Wear Clothes That Give You Confidence
Select clothing that makes you feel unstoppable when you put it on. If you have a pair of jeans, a dress or a Fedora that makes you feel like a rock star, try to make it part of your ensemble. Dressing confidently helps influence your mood during a portrait session. If you feel confident, it’ll show up in your images.
Dress for The Weather
Don’t torture yourself! If it’s cold out, then wear the appropriate attire, such as a jacket, maybe even a sweater. If you’re miserable and uncomfortable, then your face will reflect that in the images. It’s hard to smile happily when you're shivering from the cold elements. At a minimum, bring the appropriate clothing and wear it when you’re not actively getting your picture taken. If it’s super hot out, let's try to schedule your shoot early in the morning or late afternoon/evening. Match Your Surroundings Unless you live for irony or we're going for a specific concept, a tux and a ballgown do not fit well with a forest scene. If you’re shooting in Uptown Charlotte, then dress it up a bit. And if it manages to snow, then don’t be afraid to layer it up with a jacket, vest, or sweater! Match Your Activity This goes along with the above tips – if we’re trekking to the top of a mountain, you may want to leave the Crocks or Uggs at home. At the same time, if we’re going to a farm or field, don’t be afraid to pull out the cowboy hat and boots!
Mind Your Underwear
Something to keep in mind is the color and fit of your undergarments. If you’re wearing a white shirt, ladies, don’t wear a bright red bra underneath. Double-check your outfits with your selected undergarments of choice to make sure they compliment each other. The safe option is to go with nude-toned pieces. Guys, make sure your boxers don’t bunch up underneath your pants. It could look odd or suggestive.
Jewelry can be a big distraction from you, the subject. I typically don't recommend wearing much jewelry, but if you do, try to wear pieces that are small and minimalist.
Clear Out Your Pockets
Talking to the guys here. Take your phone and your keys out of your pockets and put them into a separate bag. Objects create bulges in pants pockets and can draw attention away from the overall image.
Avoid Pure Black Or White
These colors are excellent; I just suggest adding a bit of texture to them.

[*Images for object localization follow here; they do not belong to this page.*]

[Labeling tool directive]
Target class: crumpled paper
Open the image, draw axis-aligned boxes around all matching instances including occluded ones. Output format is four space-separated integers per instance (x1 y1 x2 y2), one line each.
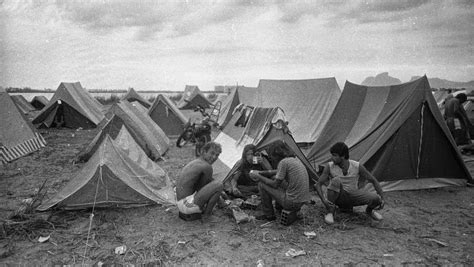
285 248 306 257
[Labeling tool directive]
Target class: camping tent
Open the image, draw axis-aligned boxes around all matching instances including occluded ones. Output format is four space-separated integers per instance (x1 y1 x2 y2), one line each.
212 105 318 184
11 95 36 114
177 85 211 109
30 96 49 110
122 88 151 108
38 130 175 210
102 101 170 161
32 82 105 129
76 115 149 162
217 78 341 143
306 76 473 191
433 90 450 109
148 94 188 137
255 78 341 143
216 86 257 129
1 88 46 164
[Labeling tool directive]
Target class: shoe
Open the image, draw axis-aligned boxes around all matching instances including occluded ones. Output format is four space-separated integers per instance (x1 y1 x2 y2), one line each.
255 214 276 221
324 213 334 224
369 210 383 221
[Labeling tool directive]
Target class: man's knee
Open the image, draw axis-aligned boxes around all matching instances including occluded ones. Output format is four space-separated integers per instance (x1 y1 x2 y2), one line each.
326 177 342 193
210 181 223 194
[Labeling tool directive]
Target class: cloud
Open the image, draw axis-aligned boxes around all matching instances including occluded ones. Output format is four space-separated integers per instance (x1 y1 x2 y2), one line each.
53 1 259 40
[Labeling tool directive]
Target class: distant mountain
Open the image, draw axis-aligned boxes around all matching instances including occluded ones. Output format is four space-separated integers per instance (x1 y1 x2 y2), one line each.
361 72 402 86
410 76 474 89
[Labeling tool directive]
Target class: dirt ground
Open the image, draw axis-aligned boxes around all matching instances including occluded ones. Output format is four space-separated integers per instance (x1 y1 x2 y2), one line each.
1 119 474 265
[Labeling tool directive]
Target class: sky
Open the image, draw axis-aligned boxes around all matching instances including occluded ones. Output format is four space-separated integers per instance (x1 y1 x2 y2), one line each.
1 0 473 91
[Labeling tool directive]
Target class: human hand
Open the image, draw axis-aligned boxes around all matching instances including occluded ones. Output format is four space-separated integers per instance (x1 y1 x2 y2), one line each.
375 197 385 210
249 170 260 182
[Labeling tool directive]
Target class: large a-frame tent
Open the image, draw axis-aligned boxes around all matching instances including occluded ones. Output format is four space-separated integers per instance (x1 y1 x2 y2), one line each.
1 88 46 164
216 78 341 143
122 88 151 109
212 105 318 184
148 94 188 137
177 85 211 109
38 130 175 210
32 82 104 129
307 76 473 191
11 95 36 114
102 101 170 161
255 78 341 143
30 95 49 110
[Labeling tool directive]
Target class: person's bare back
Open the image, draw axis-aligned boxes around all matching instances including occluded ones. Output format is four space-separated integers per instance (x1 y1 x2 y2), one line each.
176 158 213 201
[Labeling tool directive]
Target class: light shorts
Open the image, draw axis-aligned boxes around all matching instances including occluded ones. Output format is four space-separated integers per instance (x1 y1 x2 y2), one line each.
176 193 202 214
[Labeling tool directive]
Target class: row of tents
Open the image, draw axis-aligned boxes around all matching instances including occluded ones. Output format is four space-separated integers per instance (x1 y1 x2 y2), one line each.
2 76 473 211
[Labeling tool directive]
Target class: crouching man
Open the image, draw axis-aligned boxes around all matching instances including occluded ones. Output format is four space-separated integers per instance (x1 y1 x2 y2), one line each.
250 140 310 221
176 142 223 222
315 142 385 224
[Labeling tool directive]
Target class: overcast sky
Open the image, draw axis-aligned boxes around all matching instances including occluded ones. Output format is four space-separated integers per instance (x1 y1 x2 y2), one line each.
1 0 473 91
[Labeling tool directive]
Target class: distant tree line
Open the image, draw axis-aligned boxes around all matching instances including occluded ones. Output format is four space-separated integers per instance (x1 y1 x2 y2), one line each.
5 87 54 92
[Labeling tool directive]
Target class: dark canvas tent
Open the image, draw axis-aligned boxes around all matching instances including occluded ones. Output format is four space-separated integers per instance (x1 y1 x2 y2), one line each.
307 76 473 191
148 94 188 137
177 85 211 109
1 88 46 164
32 82 105 129
30 95 49 110
102 101 170 161
11 95 36 114
212 106 318 184
38 131 175 210
122 88 151 108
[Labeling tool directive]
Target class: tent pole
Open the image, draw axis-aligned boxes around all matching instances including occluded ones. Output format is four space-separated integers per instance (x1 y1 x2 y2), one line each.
416 103 425 178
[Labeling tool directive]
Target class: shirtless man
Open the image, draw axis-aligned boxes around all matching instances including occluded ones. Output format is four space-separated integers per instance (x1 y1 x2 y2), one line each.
176 142 223 220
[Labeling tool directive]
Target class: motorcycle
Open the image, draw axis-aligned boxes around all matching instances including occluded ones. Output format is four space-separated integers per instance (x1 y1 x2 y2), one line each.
176 103 219 156
176 120 212 156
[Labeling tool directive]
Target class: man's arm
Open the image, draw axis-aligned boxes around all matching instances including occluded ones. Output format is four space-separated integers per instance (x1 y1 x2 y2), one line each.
249 170 281 188
314 164 333 210
359 165 385 206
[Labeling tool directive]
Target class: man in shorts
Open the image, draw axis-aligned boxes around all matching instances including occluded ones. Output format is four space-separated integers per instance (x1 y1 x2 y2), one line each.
314 142 385 224
176 142 223 221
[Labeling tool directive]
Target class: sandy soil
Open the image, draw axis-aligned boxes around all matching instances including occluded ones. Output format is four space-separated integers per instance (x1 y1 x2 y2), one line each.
1 122 474 266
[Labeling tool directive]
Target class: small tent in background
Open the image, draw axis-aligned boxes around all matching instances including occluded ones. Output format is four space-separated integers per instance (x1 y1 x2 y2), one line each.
76 115 141 162
37 133 175 210
122 88 151 108
433 90 450 109
177 85 211 109
1 88 46 164
212 106 318 184
148 94 188 137
30 95 49 110
11 95 36 114
216 86 257 129
307 76 473 191
32 82 105 129
103 101 170 161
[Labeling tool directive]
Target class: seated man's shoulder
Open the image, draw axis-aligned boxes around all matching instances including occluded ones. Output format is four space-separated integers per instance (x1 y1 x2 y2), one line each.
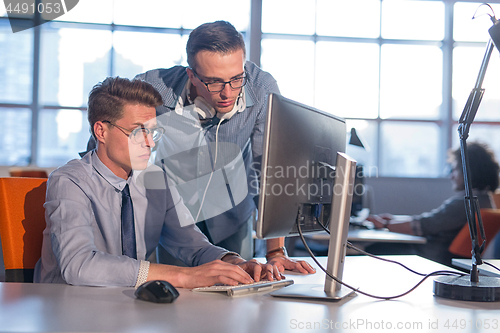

Bring Hair Ties Or Hair Clips In Case Of Wind
There are few things more annoying on a photoshoot than the wind blowing hair all over the place and ruining all the hard work your MUA put in. Hair clips, bobby pins, and a hair tie (as a last resort) will make pictures in the wind more manageable and keep you looking put together
If Wearing Heels, Bring A Set Of Comfy Shoes Too
When wearing heels for your portraits, I suggest changing into them when you get on location. After 45 minutes of standing on your feet, you’ll be grateful for a pair of sneakers, especially if you’re walking between locations. Change back into your comfy shoes until it’s time to shoot again.
Use A Similar Color Palette
For group and family portraits, try to have everyone wear similar color tones, such as all neutrals or all-natural tones. This will make everyone in the group look cohesive and like they belong together. If one person wears something different, like a highlighter yellow shirt when everyone else is wearing pastel blues, then all the attention will go to that individual.